Safety management has evolved with time. As a profession, it has arguably helped drive down the number of injuries and illnesses in the workplace. Frequency rates are currently one-fourth of what they were in 1972 when the regulatory era began. The rate of decline, however, is far less impressive over the last decade and has essentially plateaued in the past five years. The answer isn’t more rules or regulations and doesn’t involve renewed emphasis on improving past practices. While those efforts may help, they won’t result in the statistical shift needed to create the next step-change in safety. For that to happen, we must better understand at-risk behaviors, which are the leading cause of injuries on the job.
5 Things You Should Know About At-Risk Behaviors
While most modern safety practices are rooted in behaviorism, a form of psychology dating back to the first half of the 20th century, we must turn to modern neuroscience to move forward. An example of why this is true involves the foundation and basis for most decisions. While human behavior was previously believed to be purely based on logic and reason, neuroscience has proven otherwise. As it turns out, we are irrational by nature and rely heavily on affective influences in real-time decision-making. These human factors help explain most at-risk behaviors and must be accounted for as future strategies in workplace safety begin to take shape. For reference and consideration, here are five things you should know about at-risk behaviors.
We process risks intuitively, as a “gut instinct” and respond to it affectively as a feeling or emotion.
This process occurs naturally, in real-time, in response to real-world circumstances. As it turns out, how we feel about risk is far more impactful than what we might think about it. While we might think speeding or talking on a cell phone is unsafe, we don’t necessarily feel unsafe when we do it.
By our very nature, we’re driven to pursue gain and avoid pain.
At-risk behaviors occur when there’s an anticipated benefit that outweighs all perceived costs. We like comfort, convenience, and ease and will accept some risks to get it. This helps explain why we’ll stand on a chair to change a bulb, when getting a ladder may require a little more effort and only a few moments more to do.
We value certain and immediate benefits more than distant or possible costs.
The “hassle” of wearing ear protection now to prevent hearing loss that may not be realized for years, or perhaps even decades later, is a classic example of how this impacts our perception of risks. This also helps explain why diets so often fail. The immediate benefit of eating cake or ice cream, for many, outweighs the long-term or delayed benefits of eating salads.
We rely heavily on past experiences and subsequent outcomes to refine our perception of risks.

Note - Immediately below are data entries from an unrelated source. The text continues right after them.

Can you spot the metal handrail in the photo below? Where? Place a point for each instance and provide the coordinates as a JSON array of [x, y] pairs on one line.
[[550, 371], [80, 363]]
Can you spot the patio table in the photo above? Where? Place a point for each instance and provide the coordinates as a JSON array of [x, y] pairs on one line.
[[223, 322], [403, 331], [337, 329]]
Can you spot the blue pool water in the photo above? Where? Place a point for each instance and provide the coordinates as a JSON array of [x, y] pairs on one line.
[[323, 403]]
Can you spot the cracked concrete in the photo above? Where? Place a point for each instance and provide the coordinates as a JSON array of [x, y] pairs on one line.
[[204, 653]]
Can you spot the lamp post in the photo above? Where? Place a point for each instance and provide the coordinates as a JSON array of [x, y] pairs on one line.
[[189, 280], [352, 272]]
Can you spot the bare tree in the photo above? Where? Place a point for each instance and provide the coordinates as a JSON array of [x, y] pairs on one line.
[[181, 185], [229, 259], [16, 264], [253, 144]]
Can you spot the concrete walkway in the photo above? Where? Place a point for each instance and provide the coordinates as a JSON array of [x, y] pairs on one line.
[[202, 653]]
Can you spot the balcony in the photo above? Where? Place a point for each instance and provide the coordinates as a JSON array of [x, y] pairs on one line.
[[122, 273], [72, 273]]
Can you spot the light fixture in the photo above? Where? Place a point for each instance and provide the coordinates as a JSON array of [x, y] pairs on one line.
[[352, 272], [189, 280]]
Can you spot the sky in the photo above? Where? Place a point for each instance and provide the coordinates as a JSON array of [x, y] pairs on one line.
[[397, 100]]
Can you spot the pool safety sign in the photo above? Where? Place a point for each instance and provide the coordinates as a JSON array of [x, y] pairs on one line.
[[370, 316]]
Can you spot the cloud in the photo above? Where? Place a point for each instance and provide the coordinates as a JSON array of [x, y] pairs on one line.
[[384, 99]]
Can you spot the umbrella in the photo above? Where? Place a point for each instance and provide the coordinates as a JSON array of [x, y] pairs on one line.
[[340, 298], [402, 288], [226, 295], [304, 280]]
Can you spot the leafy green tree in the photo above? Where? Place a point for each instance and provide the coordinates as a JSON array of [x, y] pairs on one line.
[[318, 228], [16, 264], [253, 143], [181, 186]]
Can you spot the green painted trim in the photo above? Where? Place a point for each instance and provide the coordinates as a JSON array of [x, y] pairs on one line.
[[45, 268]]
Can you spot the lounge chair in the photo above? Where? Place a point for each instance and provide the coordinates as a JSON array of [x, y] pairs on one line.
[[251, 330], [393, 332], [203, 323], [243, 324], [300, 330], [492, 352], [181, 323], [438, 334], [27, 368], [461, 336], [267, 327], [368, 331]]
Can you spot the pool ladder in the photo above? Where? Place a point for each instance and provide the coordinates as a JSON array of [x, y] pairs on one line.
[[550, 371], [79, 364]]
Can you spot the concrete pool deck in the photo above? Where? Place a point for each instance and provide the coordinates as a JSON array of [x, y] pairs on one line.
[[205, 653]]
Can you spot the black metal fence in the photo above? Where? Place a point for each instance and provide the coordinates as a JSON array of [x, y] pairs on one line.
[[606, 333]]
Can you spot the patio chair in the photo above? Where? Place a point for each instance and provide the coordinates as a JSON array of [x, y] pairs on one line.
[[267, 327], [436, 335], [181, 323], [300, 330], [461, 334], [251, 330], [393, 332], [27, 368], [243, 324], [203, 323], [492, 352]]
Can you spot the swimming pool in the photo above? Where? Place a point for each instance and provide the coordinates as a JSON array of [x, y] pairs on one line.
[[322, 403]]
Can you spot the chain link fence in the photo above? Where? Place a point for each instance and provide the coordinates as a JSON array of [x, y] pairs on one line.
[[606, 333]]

In reality, at-risk behaviors seldom result in injury or loss. It’s for this very reason that the term “unsafe” has little to no meaning in conversation with employees. When an employee takes a shortcut, bypasses standard operating procedures, or assumes unnecessary levels of risks for a benefit that’s realized – their behavior is intrinsically reinforced. When this happens, the likelihood of recurrence increases. Telling an electrician that it’s “unsafe” for them to work on an energized system, something they may have done successfully hundreds or even thousands of times before, is at odds with their actual experience. For that very reason, we should focus instead on levels of risks and emphasize the need for improvement – not perfection.

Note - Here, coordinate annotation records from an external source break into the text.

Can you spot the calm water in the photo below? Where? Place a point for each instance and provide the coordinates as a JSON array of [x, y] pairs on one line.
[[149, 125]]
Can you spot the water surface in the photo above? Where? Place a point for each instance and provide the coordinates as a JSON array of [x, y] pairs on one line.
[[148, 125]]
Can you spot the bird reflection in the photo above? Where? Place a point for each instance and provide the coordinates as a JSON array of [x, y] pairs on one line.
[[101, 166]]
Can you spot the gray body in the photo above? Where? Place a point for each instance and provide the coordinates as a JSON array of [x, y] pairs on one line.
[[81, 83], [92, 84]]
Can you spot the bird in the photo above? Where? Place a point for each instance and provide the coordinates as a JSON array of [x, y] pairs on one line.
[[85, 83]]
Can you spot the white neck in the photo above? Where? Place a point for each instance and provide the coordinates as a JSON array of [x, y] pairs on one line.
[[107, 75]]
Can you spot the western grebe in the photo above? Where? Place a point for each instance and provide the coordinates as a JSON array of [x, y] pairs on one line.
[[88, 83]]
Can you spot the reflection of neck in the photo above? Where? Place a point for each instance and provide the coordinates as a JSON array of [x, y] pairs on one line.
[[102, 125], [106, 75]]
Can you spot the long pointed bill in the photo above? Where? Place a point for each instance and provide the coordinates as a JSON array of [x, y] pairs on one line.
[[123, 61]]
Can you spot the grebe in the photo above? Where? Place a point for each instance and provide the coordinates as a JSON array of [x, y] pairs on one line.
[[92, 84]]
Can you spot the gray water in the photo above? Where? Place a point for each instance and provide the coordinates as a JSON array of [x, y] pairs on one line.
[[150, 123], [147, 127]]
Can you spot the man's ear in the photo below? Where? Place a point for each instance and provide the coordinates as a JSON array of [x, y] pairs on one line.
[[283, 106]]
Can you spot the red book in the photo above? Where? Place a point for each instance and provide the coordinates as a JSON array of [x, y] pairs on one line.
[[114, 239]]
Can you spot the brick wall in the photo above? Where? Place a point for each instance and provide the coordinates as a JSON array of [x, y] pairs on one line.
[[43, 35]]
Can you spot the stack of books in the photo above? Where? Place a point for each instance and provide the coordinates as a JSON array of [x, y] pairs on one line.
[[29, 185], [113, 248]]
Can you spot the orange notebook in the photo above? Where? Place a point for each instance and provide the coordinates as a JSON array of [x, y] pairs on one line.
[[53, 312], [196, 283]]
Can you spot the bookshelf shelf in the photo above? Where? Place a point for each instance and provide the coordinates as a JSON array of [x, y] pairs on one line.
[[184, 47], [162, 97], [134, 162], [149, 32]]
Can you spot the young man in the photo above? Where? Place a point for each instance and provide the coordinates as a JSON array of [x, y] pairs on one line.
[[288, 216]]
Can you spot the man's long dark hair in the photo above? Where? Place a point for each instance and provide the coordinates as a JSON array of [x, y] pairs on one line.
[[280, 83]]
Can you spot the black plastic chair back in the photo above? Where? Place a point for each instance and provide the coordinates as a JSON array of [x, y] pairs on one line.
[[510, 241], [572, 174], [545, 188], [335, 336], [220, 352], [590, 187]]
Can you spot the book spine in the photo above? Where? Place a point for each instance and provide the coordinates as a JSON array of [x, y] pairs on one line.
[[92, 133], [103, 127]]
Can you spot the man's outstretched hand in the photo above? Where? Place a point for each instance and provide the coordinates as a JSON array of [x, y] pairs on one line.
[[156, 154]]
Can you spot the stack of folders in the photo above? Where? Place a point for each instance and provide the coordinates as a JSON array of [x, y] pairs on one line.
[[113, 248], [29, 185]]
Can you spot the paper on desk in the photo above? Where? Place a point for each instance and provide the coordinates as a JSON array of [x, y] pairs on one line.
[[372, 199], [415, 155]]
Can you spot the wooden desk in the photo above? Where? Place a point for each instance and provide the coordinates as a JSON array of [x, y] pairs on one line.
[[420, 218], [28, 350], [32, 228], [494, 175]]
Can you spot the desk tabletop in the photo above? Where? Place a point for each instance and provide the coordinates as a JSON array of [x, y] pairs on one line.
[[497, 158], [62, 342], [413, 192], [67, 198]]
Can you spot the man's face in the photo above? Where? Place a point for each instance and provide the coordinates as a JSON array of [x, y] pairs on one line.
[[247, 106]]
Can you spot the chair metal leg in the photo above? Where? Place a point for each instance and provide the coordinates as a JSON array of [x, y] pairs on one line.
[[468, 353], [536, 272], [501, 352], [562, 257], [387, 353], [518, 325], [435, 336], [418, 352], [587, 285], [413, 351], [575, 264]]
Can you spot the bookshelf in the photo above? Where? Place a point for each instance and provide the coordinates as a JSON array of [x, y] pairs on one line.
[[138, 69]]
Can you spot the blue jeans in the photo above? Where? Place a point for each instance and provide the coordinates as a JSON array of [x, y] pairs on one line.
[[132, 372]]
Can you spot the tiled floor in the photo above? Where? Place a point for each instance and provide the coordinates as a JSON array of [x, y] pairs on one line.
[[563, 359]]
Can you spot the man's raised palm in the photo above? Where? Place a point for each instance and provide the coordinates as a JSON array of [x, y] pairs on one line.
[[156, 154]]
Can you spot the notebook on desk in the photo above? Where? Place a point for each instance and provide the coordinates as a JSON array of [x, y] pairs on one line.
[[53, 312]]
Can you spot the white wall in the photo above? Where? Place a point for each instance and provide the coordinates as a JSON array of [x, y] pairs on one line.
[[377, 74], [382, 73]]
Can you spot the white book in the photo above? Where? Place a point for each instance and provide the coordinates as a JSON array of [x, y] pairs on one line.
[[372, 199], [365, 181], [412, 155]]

We’re creatures of habit and operate most often on autopilot.
As humans, we process, interpret and respond to the world around us in two fundamentally different ways. Our primary mode of operation occurs naturally and requires no effort. It allows us to take in enormous amounts of information and respond to any number of needs simultaneously. This system relies on intuition and impulsive feelings or emotions to guide decision-making in response to any given situation or circumstance. Our secondary mode of operation is more calculated and deliberate and is bound by a greatly limited capacity in comparison to our primary mode of operation.

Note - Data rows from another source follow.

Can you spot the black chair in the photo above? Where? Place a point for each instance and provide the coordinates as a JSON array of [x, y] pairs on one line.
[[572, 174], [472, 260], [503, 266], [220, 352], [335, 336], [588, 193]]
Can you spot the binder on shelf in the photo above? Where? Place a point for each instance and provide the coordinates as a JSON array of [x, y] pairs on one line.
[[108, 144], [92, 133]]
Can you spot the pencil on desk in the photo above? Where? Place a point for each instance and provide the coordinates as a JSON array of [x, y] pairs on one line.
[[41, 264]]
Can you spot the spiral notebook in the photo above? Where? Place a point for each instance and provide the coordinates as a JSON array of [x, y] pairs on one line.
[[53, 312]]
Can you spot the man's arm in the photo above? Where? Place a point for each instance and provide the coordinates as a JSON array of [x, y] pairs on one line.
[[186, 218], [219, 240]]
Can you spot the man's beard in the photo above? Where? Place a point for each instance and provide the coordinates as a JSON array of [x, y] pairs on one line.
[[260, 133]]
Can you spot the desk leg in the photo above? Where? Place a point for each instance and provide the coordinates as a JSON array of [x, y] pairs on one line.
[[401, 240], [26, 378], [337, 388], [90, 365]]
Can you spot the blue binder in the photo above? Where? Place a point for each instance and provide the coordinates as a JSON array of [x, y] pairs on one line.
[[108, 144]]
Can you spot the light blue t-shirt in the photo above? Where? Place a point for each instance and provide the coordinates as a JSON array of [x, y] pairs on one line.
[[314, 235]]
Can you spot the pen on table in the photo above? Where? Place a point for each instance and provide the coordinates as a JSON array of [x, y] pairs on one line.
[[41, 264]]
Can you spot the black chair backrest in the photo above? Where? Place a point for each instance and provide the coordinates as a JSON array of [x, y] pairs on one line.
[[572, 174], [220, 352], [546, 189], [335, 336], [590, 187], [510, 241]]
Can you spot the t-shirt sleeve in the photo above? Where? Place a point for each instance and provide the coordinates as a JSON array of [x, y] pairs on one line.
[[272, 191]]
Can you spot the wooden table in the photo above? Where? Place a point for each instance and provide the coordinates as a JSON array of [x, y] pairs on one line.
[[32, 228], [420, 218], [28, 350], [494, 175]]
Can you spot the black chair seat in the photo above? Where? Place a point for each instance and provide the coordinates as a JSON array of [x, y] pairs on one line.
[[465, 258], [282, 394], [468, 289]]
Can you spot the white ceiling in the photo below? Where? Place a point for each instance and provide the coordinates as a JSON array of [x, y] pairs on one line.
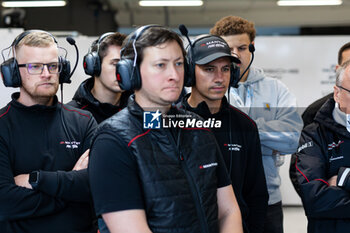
[[265, 13]]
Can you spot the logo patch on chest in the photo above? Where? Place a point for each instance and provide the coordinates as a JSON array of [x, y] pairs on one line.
[[233, 146], [208, 165]]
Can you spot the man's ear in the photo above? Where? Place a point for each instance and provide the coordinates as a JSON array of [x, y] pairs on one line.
[[336, 93]]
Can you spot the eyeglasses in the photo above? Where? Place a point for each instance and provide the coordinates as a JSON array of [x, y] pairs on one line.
[[344, 88], [37, 68]]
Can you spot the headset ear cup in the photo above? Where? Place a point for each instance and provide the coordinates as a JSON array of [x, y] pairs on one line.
[[91, 64], [64, 76], [10, 73], [235, 75]]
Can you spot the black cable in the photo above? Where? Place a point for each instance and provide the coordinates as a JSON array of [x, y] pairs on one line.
[[230, 133]]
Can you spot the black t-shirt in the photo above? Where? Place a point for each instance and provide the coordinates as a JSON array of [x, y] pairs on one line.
[[117, 186]]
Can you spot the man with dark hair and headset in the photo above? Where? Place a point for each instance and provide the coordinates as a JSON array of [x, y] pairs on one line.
[[100, 94], [210, 61], [158, 179], [43, 144], [270, 104]]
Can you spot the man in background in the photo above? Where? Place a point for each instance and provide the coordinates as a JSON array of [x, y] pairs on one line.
[[267, 101], [100, 94], [238, 137]]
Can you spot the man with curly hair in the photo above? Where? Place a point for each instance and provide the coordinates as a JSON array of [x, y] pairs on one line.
[[267, 101]]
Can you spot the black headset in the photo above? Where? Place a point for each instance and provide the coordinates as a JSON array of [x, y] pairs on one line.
[[238, 76], [9, 68], [92, 60], [128, 71], [191, 77]]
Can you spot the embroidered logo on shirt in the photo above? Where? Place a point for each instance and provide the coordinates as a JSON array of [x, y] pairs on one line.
[[70, 145], [334, 145], [306, 145], [234, 147], [208, 165]]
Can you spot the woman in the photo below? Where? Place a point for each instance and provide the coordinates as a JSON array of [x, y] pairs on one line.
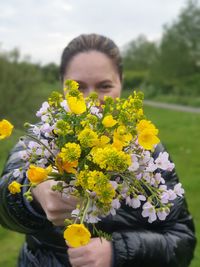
[[94, 61]]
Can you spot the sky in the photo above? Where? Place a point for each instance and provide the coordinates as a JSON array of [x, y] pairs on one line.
[[42, 28]]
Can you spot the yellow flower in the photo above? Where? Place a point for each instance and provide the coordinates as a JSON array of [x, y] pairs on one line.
[[147, 139], [71, 85], [110, 158], [77, 235], [121, 137], [5, 129], [87, 137], [105, 193], [70, 152], [144, 124], [14, 187], [88, 179], [66, 166], [76, 104], [37, 174], [108, 121], [102, 141]]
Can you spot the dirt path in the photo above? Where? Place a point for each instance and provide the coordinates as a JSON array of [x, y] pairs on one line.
[[172, 106]]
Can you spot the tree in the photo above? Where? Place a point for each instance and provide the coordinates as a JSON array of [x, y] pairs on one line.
[[139, 54]]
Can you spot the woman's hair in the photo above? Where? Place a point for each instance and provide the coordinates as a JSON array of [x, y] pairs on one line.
[[91, 42]]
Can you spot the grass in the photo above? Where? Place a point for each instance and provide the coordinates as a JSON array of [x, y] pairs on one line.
[[179, 132]]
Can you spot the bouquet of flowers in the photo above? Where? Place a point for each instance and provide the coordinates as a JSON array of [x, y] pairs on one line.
[[100, 153]]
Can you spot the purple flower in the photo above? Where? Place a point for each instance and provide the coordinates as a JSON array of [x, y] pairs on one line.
[[95, 111], [115, 205], [135, 165], [163, 162], [179, 191], [43, 109], [149, 211], [65, 105], [162, 213], [135, 202]]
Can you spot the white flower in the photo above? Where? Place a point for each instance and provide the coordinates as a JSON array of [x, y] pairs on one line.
[[115, 205], [162, 214], [163, 162], [159, 179], [92, 219], [36, 131], [136, 201], [95, 111], [17, 173], [135, 165], [114, 184], [149, 211], [179, 191], [75, 213], [43, 109], [65, 105], [151, 167], [23, 155], [164, 197], [46, 129]]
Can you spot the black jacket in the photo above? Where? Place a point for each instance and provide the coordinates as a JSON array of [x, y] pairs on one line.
[[136, 243]]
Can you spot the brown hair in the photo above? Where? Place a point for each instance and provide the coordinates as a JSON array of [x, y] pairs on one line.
[[88, 42]]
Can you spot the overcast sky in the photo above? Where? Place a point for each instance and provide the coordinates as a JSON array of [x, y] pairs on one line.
[[42, 28]]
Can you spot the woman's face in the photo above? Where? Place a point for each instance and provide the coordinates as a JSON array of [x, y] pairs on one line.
[[94, 71]]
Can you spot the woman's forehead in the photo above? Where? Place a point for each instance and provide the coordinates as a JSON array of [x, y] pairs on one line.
[[91, 66]]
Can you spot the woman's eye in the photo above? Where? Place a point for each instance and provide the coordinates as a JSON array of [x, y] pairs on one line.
[[106, 86]]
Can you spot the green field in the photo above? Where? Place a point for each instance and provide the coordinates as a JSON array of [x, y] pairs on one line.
[[179, 131]]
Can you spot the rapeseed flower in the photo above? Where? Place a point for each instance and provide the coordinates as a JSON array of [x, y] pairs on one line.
[[5, 129], [108, 121], [14, 187], [87, 137], [37, 174], [77, 235]]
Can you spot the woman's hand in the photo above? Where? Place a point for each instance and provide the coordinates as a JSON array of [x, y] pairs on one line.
[[57, 206], [95, 254]]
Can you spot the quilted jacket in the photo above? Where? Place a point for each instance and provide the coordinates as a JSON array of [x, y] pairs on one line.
[[135, 242]]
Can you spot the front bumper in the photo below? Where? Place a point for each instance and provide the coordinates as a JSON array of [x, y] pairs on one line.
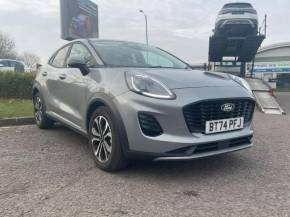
[[176, 135]]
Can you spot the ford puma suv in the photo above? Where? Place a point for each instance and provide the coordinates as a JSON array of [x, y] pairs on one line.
[[136, 101], [237, 19]]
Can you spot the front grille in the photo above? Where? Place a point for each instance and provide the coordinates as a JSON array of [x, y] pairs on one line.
[[149, 125], [197, 114]]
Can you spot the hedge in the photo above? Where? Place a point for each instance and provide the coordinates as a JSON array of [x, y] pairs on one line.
[[16, 85]]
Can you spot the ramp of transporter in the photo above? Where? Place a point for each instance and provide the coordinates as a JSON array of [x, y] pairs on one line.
[[266, 101]]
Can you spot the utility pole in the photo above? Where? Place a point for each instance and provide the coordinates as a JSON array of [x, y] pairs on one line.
[[146, 22]]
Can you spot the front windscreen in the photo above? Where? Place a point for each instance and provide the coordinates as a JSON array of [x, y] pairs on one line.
[[126, 54]]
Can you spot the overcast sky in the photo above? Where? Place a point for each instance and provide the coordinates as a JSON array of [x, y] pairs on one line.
[[179, 26]]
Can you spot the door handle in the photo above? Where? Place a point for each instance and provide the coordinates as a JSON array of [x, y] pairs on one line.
[[62, 76]]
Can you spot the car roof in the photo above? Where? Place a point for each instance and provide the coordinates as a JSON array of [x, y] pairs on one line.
[[238, 3], [108, 41], [18, 61]]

A key difference between these two systems involves the degree of awareness associated with each. While our secondary mode involves high levels of conscious awareness, our primary mode does not. For this reason, most decisions and subsequent actions occur subconsciously, or while on “autopilot”. Most modern safety practices don’t account for the role of subconscious behaviors or the at-risk habits associated with them. To create a true shift in workplace safety, this topic must get more attention. We must better understand ways to support employees as they trade bad habits for good ones – the means by which personal growth and improvement are realized.
The Next Era of Safety is Human-Centric
Creating a seismic shift in safety performance, in proportion to what has been experienced in the last 50 years, is highly unlikely. The opportunity for creating and sustaining a statistical shift, however, is possible. The answer isn’t doing more of the same, only better. It involves applying the knowledge we now have regarding human behavior to address challenges and frustrations associated with it, in the past. It’s about affective leadership in conjunction and in support of effective management. It’s about connecting with and having an impact on how employees feel, and not just what they might think about at-risk behaviors. It’s about influencing decisions and not just trying to control behaviors. It’s about people, not just systems or processes.